FSC teak certification suspended

Down to Earth No 51 November 2001

A decision to suspend the certification of teak plantations in Java has highlighted major problems with the Forest Stewardship Council (FSC) eco-labelling scheme in Indonesia.

In August, the FSC-accredited certifier, Smartwood - a programme of the US-based Rainforest Alliance - announced its decision to suspend the certificates of four of five plantations managed by PT Perhutani: Cepu, Kebonharjo and Kendal in Central Java and Madiun in East Java. In total, five teak and one pine plantation had been certified by Smartwood. In 2000, one of the certified teak forests - Mantingan - was suspended. The decision means that no FSC certified teak will be available from Indonesia as long as the suspension is in force.

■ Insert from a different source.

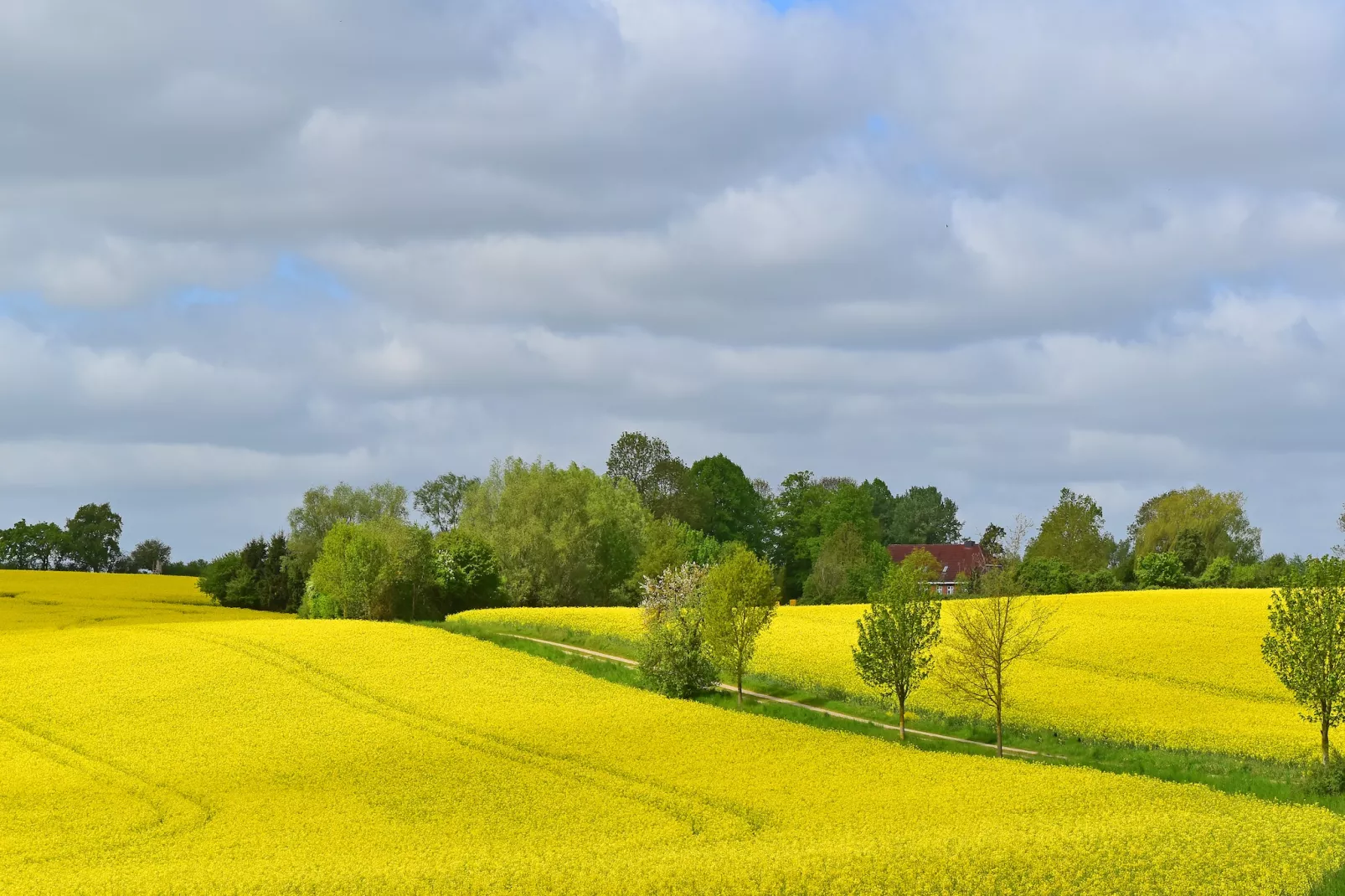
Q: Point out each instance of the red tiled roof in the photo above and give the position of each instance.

Smartwood said the suspension - effective October 20th - was based on the "noncompliance of the certification conditions based on the FSC principles and criteria as well as the Smartwood standards." Smartwood also said it believed that "the long-term sustainability of the plantation resources is at a serious risk." Perhutani has been blamed for failing to crack down on illegal logging and for not making enough effort to reduce conflict with local people, according to the Jakarta Post.

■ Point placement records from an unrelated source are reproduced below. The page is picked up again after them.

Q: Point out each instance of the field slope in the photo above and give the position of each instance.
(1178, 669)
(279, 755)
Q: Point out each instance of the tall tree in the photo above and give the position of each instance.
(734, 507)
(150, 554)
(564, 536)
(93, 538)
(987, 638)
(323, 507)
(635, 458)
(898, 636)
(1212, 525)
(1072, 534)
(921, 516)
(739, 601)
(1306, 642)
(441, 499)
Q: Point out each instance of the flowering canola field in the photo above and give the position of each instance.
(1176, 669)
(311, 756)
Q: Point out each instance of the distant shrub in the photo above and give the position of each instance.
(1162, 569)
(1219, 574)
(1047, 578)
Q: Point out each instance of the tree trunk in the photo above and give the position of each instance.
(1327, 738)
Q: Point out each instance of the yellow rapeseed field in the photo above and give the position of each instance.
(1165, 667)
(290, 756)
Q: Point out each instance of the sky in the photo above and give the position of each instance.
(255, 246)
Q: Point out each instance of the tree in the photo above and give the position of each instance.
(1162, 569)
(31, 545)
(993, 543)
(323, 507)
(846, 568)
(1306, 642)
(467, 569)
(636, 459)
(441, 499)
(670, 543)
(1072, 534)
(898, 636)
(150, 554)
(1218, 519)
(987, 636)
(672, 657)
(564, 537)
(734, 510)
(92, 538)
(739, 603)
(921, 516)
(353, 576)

Timber certification, or eco-labelling, has been promoted as one way of forcing the pace of reform in countries where government policies do not protect forests. Certification of forests in Indonesia under the FSC - the organisation whose eco-label is most widely accepted by consumers in Europe and the USA - has drawn criticism since 1998, when the first three Perhutani teak plantations were certified. NGOs have pointed to cases of unresolved disputes between Perhutani and local communities, violent confrontations and corruption within Perhutani, which makes certification of its plantations totally inappropriate. Many of the disputes with local communities - some of which date back to colonial days - originate from Perhutani's takeover of village common lands. There has been a series of 'land reclaiming' actions in Java and elsewhere as communities attempt to reassert their rights to this land. 
(See DTE 48 for an example of this kind of conflict).

In April this year, the first FSC certification was issued for a natural forest timber concession - PT Diamond Raya's 51,000 ha concession in Riau, Sumatra. Certification was awarded despite concerns raised by NGOs that the FSC's own principles on indigenous peoples' rights were being violated. WALHI is demanding that all certification is suspended until the whole concession system has been revised and the borders of indigenous peoples' lands clearly defined.

The suspension of Perhutani's remaining four teak plantations means that the only FSC certified forest remaining on Java is the Lawu pine plantation in East Java. The four plantations represent around 5% of the total 2 million hectares of forest plantations managed by Perhutani in 54 forest management districts.

The decision will have a serious impact on the 36 garden furniture-makers with FSC chain-of-custody certification which rely on the Perhutani plantations for their supplies of teak. Smartwood says it is working to link these operations with teak suppliers in Latin America, Trinidad, Ghana and India to fill the supply gap.

Perhutani has played down the significance of the suspension, telling journalists that there had been a misunderstanding with Smartwood over what was meant by sustainable forest management. If Smartwood did not maintain its certification, said Perhutani President Martono, "we can look for other certification bodies."